《学习R》笔记：科学计算器、检查变量和工作区、向量、矩阵和数组、列表和数据框

一、第二章1765243235 科学计算器

要检查两个数字是否一样，要使用 all.equal() ,不要使用 == ，== 符号仅用于比较两个整型数是否存在相同。

> all.equal(sqrt(2)^2,2)

[1] TRUE

> all.equal(sqrt(2) ^ 2,3)

[1] "Mean relative difference: 0.5"

> isTRUE(all.equal(sqrt(2) ^ 2,2))

[1] TRUE

> isTRUE(all.equal(sqrt(2) ^ 2,3))

[1] FALSE

二、第三章 检查变量和工作区

变量的类：逻辑类(logical)、三个数值的类(numeric、complex、integer)、用于存储文本的字符character、存储类别数据的因子factor，以及较罕见的存储二进制数据的原始值raw

factor因子，存储类别数据

> gender = factor(c("male","female","male","female"))

> gender

[1] male female male female

Levels: female male

> levels(gender)

[1] "female" "male"

> nlevels(gender)

[1] 2

在底层，因子的值被存储为整数，而非字符。可以通过调用 as.integer() 清楚的看到

1 2	`>` `as.integer(gender)` `[1] 2 1 2 1`

事实证明，采用整数而非字符文本的存储方式，令内存的使用非常高效

> gender_char = sample(c("female","male"),1000,replace = TRUE)

> gender_char

......

> gender_fac = as.factor(gender_char)

> #把数据的类型转换为因子型

> object.size(gender_char)#object.size()函数返回对象的内存大小

8160 bytes

> object.size(gender_fac)

4560 bytes

把因子转换为字符串

1 2	`>` `as.character(gender)` `[1]` `"male"` `"female"` `"male"` `"female"`

改变一个对象的类型(转型casting)

> x = "123.456" #使用as*函数改变x的类型

> as.numeric(x) #as(x,"numeric")

[1] 123.456

> is.numeric(x)

[1] FALSE

代码 options(digits = n) 设置全局变量确定打印数字的小数点位数。

> options(digits = 10)

> (x = runif(5))

[1] 0.040052175522 0.544388080016 0.506369658280

[4] 0.144690239336 0.005838404642

runif 函数将生成30个均匀分布于0和1之间的随机数，summary 函数就不同的数据类型提供汇总信息，例如对数值变量：

> num = runif(30)

> summary(num)

Min. 1st Qu. Median Mean

0.001235794 0.199856233 0.475356185 0.475318138

3rd Qu. Max.

0.703412558 0.984893506

letters、LETTERS 是两个内置的常数

> letters

[1] "a" "b" "c" "d" "e" "f" "g" "h" "i" "j" "k" "l"
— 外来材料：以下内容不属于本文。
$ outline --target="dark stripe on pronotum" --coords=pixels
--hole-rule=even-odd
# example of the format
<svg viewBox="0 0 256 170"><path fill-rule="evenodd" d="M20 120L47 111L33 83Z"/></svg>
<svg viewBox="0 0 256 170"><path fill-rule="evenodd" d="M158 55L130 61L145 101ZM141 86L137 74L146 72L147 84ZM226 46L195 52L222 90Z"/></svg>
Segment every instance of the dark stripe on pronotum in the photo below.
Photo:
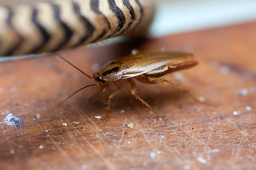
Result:
<svg viewBox="0 0 256 170"><path fill-rule="evenodd" d="M93 31L94 31L94 28L93 28L93 26L92 24L87 19L87 18L85 18L81 14L80 7L77 3L73 1L71 1L71 3L73 6L74 11L77 15L77 16L80 18L80 20L84 25L84 27L86 28L87 29L86 32L85 32L85 34L84 36L76 44L74 45L74 46L76 46L80 45L85 40L86 40L90 36L91 36L93 33Z"/></svg>
<svg viewBox="0 0 256 170"><path fill-rule="evenodd" d="M65 35L64 36L63 40L54 50L57 51L68 42L73 34L73 31L66 23L61 20L60 7L57 5L53 4L52 5L52 8L54 12L54 17L59 22L59 24L61 25L62 27L65 31Z"/></svg>
<svg viewBox="0 0 256 170"><path fill-rule="evenodd" d="M118 26L116 29L115 32L112 34L114 35L116 33L122 29L125 23L125 17L122 11L117 6L114 0L108 0L109 3L109 8L116 15L119 21Z"/></svg>
<svg viewBox="0 0 256 170"><path fill-rule="evenodd" d="M42 41L40 44L36 47L34 49L32 49L30 53L35 53L37 52L41 48L43 47L47 42L50 39L50 36L47 32L46 30L44 28L41 24L38 22L37 20L37 16L38 14L38 11L37 9L33 8L32 10L32 22L38 28L38 30L40 31L41 34L43 38Z"/></svg>

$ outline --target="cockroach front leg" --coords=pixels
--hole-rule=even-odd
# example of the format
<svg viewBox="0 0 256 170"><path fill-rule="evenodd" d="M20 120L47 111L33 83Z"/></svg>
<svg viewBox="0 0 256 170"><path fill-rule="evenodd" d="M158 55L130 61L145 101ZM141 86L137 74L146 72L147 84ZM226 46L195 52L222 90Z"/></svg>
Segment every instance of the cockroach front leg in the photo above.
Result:
<svg viewBox="0 0 256 170"><path fill-rule="evenodd" d="M175 85L170 80L169 80L164 79L163 78L162 78L160 79L156 79L152 81L150 81L147 77L144 76L140 76L136 78L138 80L148 84L158 84L158 83L163 83L163 84L164 82L166 82L168 83L169 85L172 85L173 87L175 88L177 88L183 92L186 93L189 96L191 97L194 100L196 101L197 102L199 102L200 103L202 103L202 102L198 99L196 97L195 97L193 94L191 94L191 93L188 90L183 88L182 87L179 86L177 85Z"/></svg>
<svg viewBox="0 0 256 170"><path fill-rule="evenodd" d="M113 92L109 96L108 96L108 113L110 112L110 100L113 99L116 95L119 93L121 91L121 89L122 88L122 85L120 82L119 81L116 81L115 82L113 82L116 86L117 88L117 89L116 90ZM108 117L108 116L107 117Z"/></svg>
<svg viewBox="0 0 256 170"><path fill-rule="evenodd" d="M135 97L136 99L138 99L141 102L142 102L142 104L145 105L146 106L151 109L158 117L160 117L159 116L159 115L158 115L158 114L157 113L157 112L156 112L156 111L153 109L153 108L152 108L151 106L150 106L150 105L148 103L144 101L139 96L136 94L136 84L135 84L135 82L134 82L134 81L133 81L133 80L131 79L126 79L126 80L128 82L129 82L129 83L130 83L130 84L131 84L131 94L134 97Z"/></svg>

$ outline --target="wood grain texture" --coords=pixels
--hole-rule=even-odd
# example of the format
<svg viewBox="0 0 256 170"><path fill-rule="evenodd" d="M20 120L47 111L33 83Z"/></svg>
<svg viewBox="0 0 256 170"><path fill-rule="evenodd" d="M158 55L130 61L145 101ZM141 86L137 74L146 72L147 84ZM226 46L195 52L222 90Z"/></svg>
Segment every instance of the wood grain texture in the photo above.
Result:
<svg viewBox="0 0 256 170"><path fill-rule="evenodd" d="M137 83L137 94L167 116L162 120L125 84L107 121L94 116L106 115L111 91L93 87L51 113L92 80L53 55L0 63L0 169L255 169L256 30L253 23L61 54L91 75L134 48L193 53L197 66L164 77L206 104L166 85ZM239 95L244 88L247 94ZM4 122L10 113L20 127ZM130 122L133 128L125 124Z"/></svg>

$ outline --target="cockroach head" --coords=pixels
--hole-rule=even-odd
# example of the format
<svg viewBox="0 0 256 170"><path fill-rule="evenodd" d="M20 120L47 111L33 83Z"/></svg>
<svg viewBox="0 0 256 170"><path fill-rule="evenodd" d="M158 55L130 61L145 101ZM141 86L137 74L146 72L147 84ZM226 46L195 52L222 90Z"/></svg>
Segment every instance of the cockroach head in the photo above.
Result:
<svg viewBox="0 0 256 170"><path fill-rule="evenodd" d="M99 75L99 78L101 77L103 80L112 82L118 80L122 76L120 64L113 62L103 66L97 71L97 74Z"/></svg>
<svg viewBox="0 0 256 170"><path fill-rule="evenodd" d="M93 78L97 82L100 84L105 84L106 82L102 79L101 75L98 73L95 73L93 74Z"/></svg>

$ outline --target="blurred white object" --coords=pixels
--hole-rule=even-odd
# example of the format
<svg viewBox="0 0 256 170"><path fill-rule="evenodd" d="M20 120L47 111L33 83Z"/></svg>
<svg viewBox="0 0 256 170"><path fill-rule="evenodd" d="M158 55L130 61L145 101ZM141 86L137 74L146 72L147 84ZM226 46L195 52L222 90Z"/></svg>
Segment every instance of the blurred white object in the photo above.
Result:
<svg viewBox="0 0 256 170"><path fill-rule="evenodd" d="M151 37L256 20L256 0L159 2Z"/></svg>

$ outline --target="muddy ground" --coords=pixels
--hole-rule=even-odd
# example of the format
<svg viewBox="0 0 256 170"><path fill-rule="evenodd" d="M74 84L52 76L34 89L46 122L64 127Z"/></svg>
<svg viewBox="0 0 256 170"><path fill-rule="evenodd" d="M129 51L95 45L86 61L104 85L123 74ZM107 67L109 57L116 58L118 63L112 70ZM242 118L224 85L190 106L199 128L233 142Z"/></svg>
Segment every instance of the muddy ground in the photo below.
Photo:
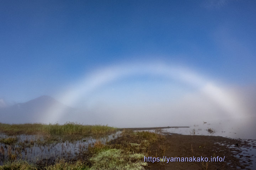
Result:
<svg viewBox="0 0 256 170"><path fill-rule="evenodd" d="M246 142L220 136L170 135L166 134L165 140L160 140L151 146L152 157L207 157L209 161L211 157L223 158L225 156L224 161L149 162L150 169L251 169L252 163L250 158L255 157L255 155L245 157L239 149L241 147L250 149L251 146ZM160 151L161 155L156 155Z"/></svg>
<svg viewBox="0 0 256 170"><path fill-rule="evenodd" d="M134 130L134 129L133 129ZM138 129L135 129L138 130ZM256 146L251 146L246 140L234 139L221 136L185 135L162 133L164 137L159 139L149 148L148 156L162 158L208 158L208 162L171 162L167 163L155 162L148 162L146 168L152 170L222 170L256 169L252 164L255 155L245 155L243 149L255 150ZM124 141L138 143L135 138L122 136L113 140L112 143L122 143ZM254 141L255 143L255 141ZM225 158L223 162L209 162L211 158ZM251 158L254 158L252 159ZM170 159L170 160L171 159ZM193 159L193 160L194 160ZM205 160L205 159L204 159ZM152 159L151 159L152 160ZM254 160L255 161L255 160Z"/></svg>

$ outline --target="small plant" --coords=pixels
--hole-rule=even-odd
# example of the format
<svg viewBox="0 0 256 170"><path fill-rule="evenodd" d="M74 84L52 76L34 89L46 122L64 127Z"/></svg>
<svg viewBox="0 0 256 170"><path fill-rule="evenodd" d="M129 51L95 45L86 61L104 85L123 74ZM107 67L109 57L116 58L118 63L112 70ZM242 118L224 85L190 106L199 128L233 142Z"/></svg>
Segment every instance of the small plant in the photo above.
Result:
<svg viewBox="0 0 256 170"><path fill-rule="evenodd" d="M0 143L10 145L15 143L17 141L18 139L17 137L8 137L0 140Z"/></svg>
<svg viewBox="0 0 256 170"><path fill-rule="evenodd" d="M210 134L214 134L215 132L215 131L214 129L211 128L208 128L208 129L207 130L207 131L208 133Z"/></svg>

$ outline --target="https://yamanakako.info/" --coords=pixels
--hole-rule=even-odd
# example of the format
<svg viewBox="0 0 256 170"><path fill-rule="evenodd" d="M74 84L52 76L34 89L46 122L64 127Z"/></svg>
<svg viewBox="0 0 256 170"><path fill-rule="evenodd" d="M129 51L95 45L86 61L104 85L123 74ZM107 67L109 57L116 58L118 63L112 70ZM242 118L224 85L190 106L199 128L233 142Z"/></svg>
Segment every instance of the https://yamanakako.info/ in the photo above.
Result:
<svg viewBox="0 0 256 170"><path fill-rule="evenodd" d="M170 162L224 162L225 159L224 157L212 157L208 158L207 157L166 157L164 156L162 157L144 157L144 161L145 162L165 162L169 163Z"/></svg>

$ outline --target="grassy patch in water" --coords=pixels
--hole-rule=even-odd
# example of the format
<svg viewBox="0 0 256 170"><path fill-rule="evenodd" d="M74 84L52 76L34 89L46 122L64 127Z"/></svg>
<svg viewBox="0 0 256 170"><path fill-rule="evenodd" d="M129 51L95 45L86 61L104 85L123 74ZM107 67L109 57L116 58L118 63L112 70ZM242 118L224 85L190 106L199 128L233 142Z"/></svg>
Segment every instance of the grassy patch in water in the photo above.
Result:
<svg viewBox="0 0 256 170"><path fill-rule="evenodd" d="M8 135L106 135L117 131L115 128L107 125L85 125L73 122L63 125L58 123L48 125L41 124L9 124L0 123L0 132Z"/></svg>
<svg viewBox="0 0 256 170"><path fill-rule="evenodd" d="M0 170L36 170L35 165L30 164L25 161L19 160L8 162L0 166Z"/></svg>
<svg viewBox="0 0 256 170"><path fill-rule="evenodd" d="M8 137L0 139L0 143L2 143L6 144L12 144L18 141L17 137Z"/></svg>

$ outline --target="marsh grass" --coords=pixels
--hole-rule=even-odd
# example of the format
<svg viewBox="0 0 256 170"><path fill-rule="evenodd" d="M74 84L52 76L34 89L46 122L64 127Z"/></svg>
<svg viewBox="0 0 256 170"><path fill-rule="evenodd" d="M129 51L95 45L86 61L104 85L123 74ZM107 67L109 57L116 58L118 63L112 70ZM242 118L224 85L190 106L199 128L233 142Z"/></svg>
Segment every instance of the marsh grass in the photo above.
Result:
<svg viewBox="0 0 256 170"><path fill-rule="evenodd" d="M0 170L37 170L36 166L25 161L19 160L5 163L0 166Z"/></svg>
<svg viewBox="0 0 256 170"><path fill-rule="evenodd" d="M51 135L89 135L109 134L117 129L106 125L84 125L73 122L63 125L41 124L12 124L0 123L0 132L8 135L21 134Z"/></svg>
<svg viewBox="0 0 256 170"><path fill-rule="evenodd" d="M77 139L78 136L92 134L97 136L116 132L117 130L116 128L107 126L84 125L71 123L63 125L58 124L0 124L0 131L7 134L44 135L42 140L34 141L42 145L53 141L63 142L63 139L65 138L70 138L75 136ZM93 143L89 144L87 149L81 149L74 159L59 159L56 158L55 163L50 163L51 164L41 164L40 162L37 164L32 164L23 160L17 161L17 159L19 159L19 152L16 150L12 152L11 147L14 146L10 145L6 153L9 162L5 162L4 165L0 166L0 170L143 170L148 168L148 163L144 161L144 156L149 155L149 151L151 145L161 139L161 136L148 131L134 132L132 130L124 130L122 131L121 136L106 143L97 140ZM14 143L15 141L14 138L7 138L3 140L3 141L10 143ZM26 140L23 142L23 146L26 147L32 145L31 143L33 142L33 141L29 139ZM0 151L3 152L4 154L3 148L0 148Z"/></svg>
<svg viewBox="0 0 256 170"><path fill-rule="evenodd" d="M0 143L8 145L14 144L17 142L17 141L18 139L17 137L10 137L0 139Z"/></svg>

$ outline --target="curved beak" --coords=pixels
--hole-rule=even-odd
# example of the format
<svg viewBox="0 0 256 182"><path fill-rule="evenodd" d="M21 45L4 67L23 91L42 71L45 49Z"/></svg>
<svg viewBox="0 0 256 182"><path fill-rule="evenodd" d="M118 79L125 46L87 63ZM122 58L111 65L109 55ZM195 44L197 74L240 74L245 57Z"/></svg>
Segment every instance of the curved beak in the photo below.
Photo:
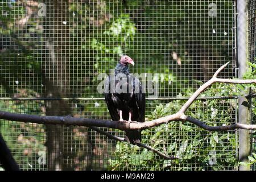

[13] "m" "n" "o" "p" "q" "r" "s" "t" "u" "v" "w" "x"

[25] "y" "z"

> LETTERS

[1] "A" "B" "C" "D" "E" "F" "G" "H" "I" "J" "K" "L"

[13] "M" "N" "O" "P" "Q" "R" "S" "T" "U" "V" "W" "X"

[25] "Y" "Z"

sample 函数为抽样函数，它的格式为：sample( x , size= , replace= ) 第三个参数的缺省值是F ，表示进行的是无放回抽样。

对a~e重复随机抽样30次：

> fac = factor(sample(letters[1:5],size = 30,replace = T))

> summary(fac)

a b c d e

4 7 2 5 12

> bool = sample(c(TRUE,FALSE,NA),30,replace = TRUE)

> summary(bool)

Mode FALSE TRUE NA's

logical 10 8 12

创建数据框dfr ，这里只显示他的前几行

> dfr = data.frame(num,fac,bool)

> head(dfr) #默认显示前6行

num fac bool

1 0.34019507235 b NA

2 0.77415443189 e TRUE

3 0.02201034524 d TRUE

4 0.11190012516 e NA

5 0.18030911358 a NA

6 0.98489350639 d TRUE

> summary(dfr)

num fac bool

Min. :0.001235794 a: 4 Mode :logical

1st Qu.:0.199856233 b: 7 FALSE:10

Median :0.475356185 c: 2 TRUE :8

Mean :0.475318138 d: 5 NA's :12

3rd Qu.:0.703412558 e:12

Max. :0.984893506

str 函数能显示对象的结构。对向量来说，它并非很有趣(因为它们太简单了)，但 str 对数据框和嵌套列表非常有用：

> str(num)

num [1:30] 0.34 0.774 0.022 0.112 0.18 ...

> str(dfr)

'data.frame': 30 obs. of 3 variables:

$ num : num 0.34 0.774 0.022 0.112 0.18 ...

$ fac : Factor w/ 5 levels "a","b","c","d",..: 2 5 4 5 1 4 1 4 1 5 ...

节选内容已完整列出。